A partir de là, j’ai continué à écrire mon texte, et je suis arrivé à une certaine forme, je suis arrivé à boucler mon texte, de telle façon que s’y confirment à la fois le désir, c’est-à-dire l’émotion que m’a causée ce pré, et la mort, parce qu’aussi le pré, comme je le dis dans mon texte, est à la fois le lieu de la palabre (mon texte est assez long), la palabre, vous savez ce que c’est ? c’est la parole, enfin la discussion ; les paroles ; là, évidemment, est évoqué le pré-aux-clercs, l’endroit, par exemple, où les étudiants, au Moyen Age, venaient discuter, recevaient aussi les leçons de leurs professeurs : la palabre. Mais en même temps, le pré est encore autre chose : c’est le pré du duel ; c’est le pré de l’action ; on dit appeler quelqu’un sur le pré ; c’est le pré de la décision. A ce moment-là, il arrive sur le pré deux personnages, debout, qui croisent ensuite en oblique leurs épées, et finalement, au moins l’un des deux tombe à l’horizontale. Nous avons donc d’abord deux verticales ; ensuite, un duel oblique ; et ensuite, vous avez au moins l’un et parfois les deux qui tombent horizontalement sur le pré ; et il s’agit tout simplement ensuite que l’un des deux, ou les deux, s’ils se sont enferrés mutuellement, eh bien ! soient enterrés, et alors ils sont enterrés sous le pré. Et nous avons encore le pré comme surface de la terre sous laquelle se trouvent enterrées les deux verticales, qui peuvent représenter aussi, comme je le disais tout à l’heure, à la fois l’auteur et la chose, parce qu’il est évident que le duel est un acte d’amour aussi, et que le résultat est la mort des deux ; seul, et seulement, le pré reste, le pré est là, le pré est constitué.

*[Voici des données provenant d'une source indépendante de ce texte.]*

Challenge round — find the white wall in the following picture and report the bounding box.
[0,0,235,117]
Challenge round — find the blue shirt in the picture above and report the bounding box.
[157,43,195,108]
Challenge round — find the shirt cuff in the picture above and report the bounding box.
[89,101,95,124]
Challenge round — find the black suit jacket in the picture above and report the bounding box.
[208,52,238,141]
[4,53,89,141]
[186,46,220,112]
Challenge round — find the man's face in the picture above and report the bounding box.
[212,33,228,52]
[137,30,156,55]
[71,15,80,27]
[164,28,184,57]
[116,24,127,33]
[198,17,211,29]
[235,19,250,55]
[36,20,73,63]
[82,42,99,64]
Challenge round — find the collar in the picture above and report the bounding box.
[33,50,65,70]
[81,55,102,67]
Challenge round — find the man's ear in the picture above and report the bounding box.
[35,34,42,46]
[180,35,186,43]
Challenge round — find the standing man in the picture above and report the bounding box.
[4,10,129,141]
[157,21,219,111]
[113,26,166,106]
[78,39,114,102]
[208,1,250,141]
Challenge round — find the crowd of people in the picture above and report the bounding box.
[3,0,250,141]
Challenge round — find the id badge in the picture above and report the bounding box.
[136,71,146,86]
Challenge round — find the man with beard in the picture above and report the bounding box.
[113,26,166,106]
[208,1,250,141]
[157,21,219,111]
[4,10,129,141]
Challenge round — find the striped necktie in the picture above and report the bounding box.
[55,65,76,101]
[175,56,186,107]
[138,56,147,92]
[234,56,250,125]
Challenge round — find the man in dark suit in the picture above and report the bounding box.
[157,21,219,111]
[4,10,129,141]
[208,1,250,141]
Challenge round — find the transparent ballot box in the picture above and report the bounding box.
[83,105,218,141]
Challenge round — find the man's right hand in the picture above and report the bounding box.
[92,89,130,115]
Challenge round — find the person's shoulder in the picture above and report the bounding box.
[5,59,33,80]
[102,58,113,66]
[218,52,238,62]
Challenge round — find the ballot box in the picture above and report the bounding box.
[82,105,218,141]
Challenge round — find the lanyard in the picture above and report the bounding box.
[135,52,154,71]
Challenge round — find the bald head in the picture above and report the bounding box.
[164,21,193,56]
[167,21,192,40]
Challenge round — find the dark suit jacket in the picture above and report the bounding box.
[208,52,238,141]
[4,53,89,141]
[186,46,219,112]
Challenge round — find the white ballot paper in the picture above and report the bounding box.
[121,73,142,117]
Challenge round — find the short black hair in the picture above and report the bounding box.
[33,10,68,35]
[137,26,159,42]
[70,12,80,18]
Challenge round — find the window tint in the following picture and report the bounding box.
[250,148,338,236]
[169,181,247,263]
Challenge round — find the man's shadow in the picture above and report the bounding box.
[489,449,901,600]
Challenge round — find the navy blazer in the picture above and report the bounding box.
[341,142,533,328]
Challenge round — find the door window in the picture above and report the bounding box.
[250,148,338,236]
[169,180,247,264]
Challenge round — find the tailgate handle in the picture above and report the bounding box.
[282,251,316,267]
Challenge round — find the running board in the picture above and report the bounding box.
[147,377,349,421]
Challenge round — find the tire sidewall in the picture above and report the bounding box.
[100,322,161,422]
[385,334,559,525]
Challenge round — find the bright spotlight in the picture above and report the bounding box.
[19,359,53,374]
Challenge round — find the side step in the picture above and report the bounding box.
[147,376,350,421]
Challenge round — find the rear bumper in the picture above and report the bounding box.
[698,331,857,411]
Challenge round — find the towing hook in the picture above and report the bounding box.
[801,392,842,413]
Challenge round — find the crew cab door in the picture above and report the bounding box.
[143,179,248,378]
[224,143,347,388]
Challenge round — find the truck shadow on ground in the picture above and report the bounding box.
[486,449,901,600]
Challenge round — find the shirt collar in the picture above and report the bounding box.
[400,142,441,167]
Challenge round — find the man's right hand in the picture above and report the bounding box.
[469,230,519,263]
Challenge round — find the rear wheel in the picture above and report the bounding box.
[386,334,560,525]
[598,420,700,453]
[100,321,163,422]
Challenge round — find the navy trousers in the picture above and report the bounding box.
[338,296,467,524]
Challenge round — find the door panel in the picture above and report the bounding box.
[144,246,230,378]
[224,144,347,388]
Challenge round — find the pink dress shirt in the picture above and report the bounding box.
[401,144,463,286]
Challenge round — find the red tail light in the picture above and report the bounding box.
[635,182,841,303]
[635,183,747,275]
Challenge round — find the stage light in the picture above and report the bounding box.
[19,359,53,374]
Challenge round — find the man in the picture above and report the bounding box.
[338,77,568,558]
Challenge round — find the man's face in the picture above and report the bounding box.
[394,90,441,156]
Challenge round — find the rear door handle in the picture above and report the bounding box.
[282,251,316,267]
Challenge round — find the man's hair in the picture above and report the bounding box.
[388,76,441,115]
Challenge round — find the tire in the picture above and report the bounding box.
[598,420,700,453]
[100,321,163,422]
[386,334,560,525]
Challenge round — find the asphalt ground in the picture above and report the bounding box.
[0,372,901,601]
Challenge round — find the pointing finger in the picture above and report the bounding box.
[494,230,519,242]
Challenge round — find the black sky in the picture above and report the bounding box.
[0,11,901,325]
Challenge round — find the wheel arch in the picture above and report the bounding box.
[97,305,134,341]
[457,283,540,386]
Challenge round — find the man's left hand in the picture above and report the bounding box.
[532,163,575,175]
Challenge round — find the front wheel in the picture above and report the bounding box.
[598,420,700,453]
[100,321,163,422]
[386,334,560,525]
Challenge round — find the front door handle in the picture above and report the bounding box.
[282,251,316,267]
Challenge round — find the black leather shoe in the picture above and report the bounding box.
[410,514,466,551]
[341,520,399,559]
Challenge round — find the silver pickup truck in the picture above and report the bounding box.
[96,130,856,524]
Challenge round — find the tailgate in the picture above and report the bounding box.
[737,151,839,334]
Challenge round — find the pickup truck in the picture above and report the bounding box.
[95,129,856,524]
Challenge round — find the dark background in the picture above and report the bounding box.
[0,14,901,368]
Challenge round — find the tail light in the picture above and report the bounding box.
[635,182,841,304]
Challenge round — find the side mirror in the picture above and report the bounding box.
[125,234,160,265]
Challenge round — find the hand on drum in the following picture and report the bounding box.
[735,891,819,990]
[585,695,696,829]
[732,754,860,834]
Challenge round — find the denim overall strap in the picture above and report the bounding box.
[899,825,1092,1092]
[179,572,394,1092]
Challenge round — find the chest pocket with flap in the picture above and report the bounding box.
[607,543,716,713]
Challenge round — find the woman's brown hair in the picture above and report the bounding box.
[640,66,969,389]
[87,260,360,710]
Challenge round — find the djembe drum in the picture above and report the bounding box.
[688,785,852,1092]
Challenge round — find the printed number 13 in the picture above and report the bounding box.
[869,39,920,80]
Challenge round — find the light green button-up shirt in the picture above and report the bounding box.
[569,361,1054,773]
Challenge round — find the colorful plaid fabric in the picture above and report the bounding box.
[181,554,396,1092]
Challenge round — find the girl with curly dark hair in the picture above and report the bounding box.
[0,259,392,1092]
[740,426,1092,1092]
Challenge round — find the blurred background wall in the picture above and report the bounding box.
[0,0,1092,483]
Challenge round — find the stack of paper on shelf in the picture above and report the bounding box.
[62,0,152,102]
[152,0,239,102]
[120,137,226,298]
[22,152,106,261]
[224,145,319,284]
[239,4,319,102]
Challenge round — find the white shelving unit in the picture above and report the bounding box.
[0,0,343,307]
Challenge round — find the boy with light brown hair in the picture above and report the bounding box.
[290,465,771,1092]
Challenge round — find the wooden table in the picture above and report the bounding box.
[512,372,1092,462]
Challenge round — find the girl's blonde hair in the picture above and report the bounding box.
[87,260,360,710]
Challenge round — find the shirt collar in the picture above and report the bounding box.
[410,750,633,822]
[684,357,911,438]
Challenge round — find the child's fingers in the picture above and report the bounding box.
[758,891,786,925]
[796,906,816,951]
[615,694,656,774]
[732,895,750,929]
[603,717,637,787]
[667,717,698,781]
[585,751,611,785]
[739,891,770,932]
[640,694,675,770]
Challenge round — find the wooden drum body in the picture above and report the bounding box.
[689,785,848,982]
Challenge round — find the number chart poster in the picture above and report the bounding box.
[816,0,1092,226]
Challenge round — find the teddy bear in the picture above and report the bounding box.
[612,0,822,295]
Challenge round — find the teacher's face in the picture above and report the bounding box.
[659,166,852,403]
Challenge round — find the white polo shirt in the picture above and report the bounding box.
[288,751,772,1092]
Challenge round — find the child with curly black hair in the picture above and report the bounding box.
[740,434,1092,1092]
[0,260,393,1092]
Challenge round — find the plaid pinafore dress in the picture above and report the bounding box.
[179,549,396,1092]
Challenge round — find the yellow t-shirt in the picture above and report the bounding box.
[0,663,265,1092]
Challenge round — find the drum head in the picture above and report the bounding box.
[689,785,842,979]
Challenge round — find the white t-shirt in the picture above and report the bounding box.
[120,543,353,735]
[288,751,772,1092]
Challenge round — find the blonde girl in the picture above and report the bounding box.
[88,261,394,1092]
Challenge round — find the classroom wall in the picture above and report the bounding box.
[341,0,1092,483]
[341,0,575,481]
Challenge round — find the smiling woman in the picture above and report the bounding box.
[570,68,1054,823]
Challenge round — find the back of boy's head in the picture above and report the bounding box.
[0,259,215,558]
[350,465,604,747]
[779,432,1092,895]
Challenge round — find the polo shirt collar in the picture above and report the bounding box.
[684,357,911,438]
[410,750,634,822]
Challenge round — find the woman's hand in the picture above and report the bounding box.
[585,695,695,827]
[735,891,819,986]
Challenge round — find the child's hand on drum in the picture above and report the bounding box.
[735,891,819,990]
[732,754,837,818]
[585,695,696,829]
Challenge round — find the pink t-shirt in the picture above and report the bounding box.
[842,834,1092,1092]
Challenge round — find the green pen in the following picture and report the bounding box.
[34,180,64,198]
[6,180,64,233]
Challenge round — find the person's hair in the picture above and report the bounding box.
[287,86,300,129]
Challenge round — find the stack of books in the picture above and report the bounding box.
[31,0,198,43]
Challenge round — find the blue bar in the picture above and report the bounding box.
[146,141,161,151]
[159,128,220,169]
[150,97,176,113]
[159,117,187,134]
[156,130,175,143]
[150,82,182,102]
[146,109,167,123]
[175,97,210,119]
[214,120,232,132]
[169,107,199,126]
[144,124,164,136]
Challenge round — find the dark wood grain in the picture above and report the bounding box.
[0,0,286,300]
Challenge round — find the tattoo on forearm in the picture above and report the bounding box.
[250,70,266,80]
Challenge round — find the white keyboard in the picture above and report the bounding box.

Je ne sais pas si j’ai le temps de lire quelques passages de ce texte. En voici un, par exemple, au début :
« Parfois, ou mettons aussi bien par endroits, parfois notre nature (j’entends dire d’un mot la nature sur notre planète (comme on l’entend d’habi­tude) et ce que chaque jour à notre réveil nous sommes (comme on dit : il a une belle nature , c’est un beau tempérament)) enfin notre nature nous a préparé un pré. »
Et plus loin, je signifie que « ce fragment limité d’espace, guère plus grand qu’un mouchoir, etc. » nous semble très précieux. Pourquoi ? Pourquoi ce pré nous émeut-il ? nous tient-il en quelque façon « interdits » ? « Serions-nous donc déjà parvenus au Naos ? » (vous savez, le Naos, c’est le lieu le plus sacré du Temple, où, seuls, les prêtres ont accès).
« Enfin, au lieu sacré d’un petit déjeuné de raisons » (c’est-à-dire que, là, il ne s’agit plus des raisons, elles sont avalées, à proprement parler. Là est évoqué également le déjeuner sur l’herbe). « Nous voici, en tout cas, au cœur des pléonasmes et au seul niveau logique qui nous convient. »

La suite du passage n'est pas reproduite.